I'll be applying the 3-line kernel patch here; do we stand any chance of getting something like this cherry picked into the Fedora kernel? It's not upstream as of 3.18:
http://lxr.free-electrons.com/source/drivers/net/xen-netfront.c#L628
I can advocate on xen-devel if needed.
-Bill
On 12/11/14 13:28, Bill McGonigle wrote:
[76819.472975] vif vif-2-0 vif2.0: txreq.offset: 8ee, size: 3858, end: 6144 [76819.473012] vif vif-2-0 vif2.0: fatal error; disabling device [76819.482474] brbfc: port 2(vif2.0) entered disabled state
Followup: a few days later, this patch hit lkml:
https://lkml.org/lkml/2014/12/14/147
The Fedora 3.17.8 kernel definitely has it (in patch-3.17.8.xz).
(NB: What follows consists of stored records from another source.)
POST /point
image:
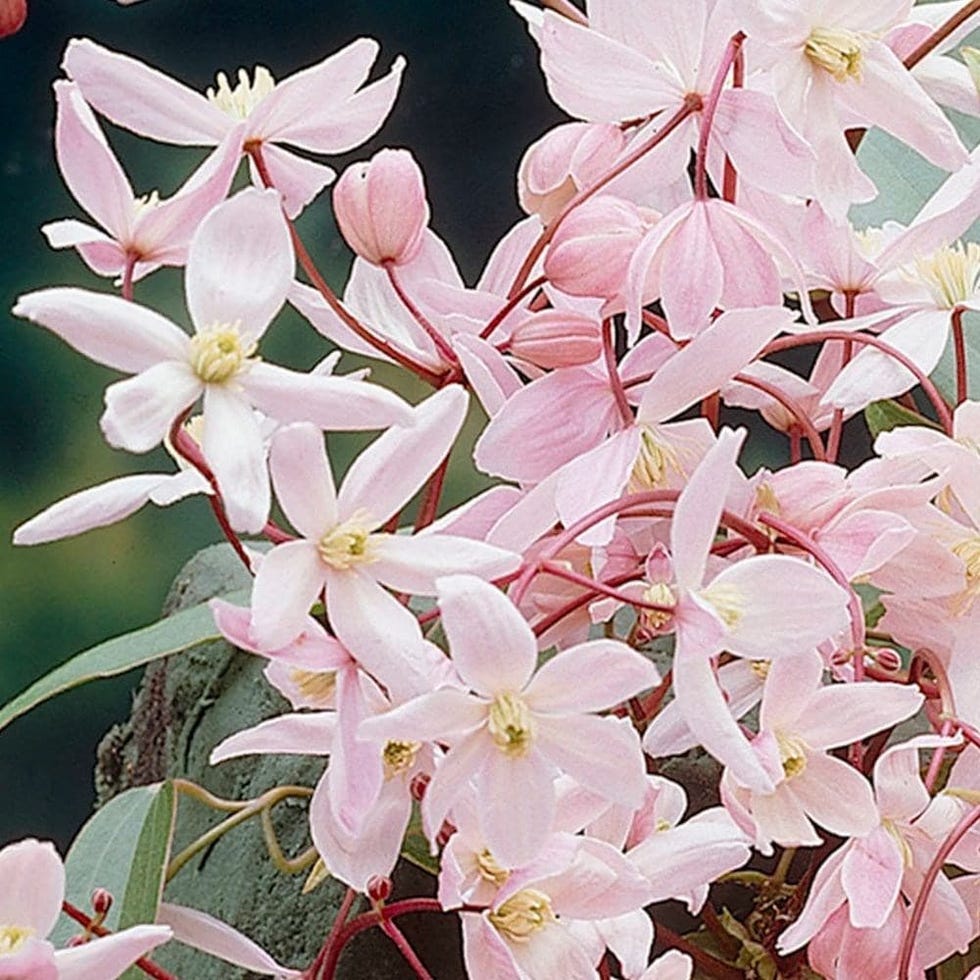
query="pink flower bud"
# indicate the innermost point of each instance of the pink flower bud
(557, 338)
(381, 207)
(591, 251)
(13, 13)
(101, 901)
(379, 888)
(563, 162)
The problem is in the DomU kernel, so that's where the updates need to happen. 3.17.3 was really giving me headaches lately as a DomU - to the point that I'd have to reboot and hope I could 'xl console' and yum could download the update before the port got disabled. I don't know why the problem go so much more severe this week - the domU and dom0 kernels haven't been updated for a few weeks. I rebooted to deal with some bum memory, so something apparently is different other than the kernels.
Anyway, after updating the DomU kernel to 3.17.8 the networking has been stable so far.
-Bill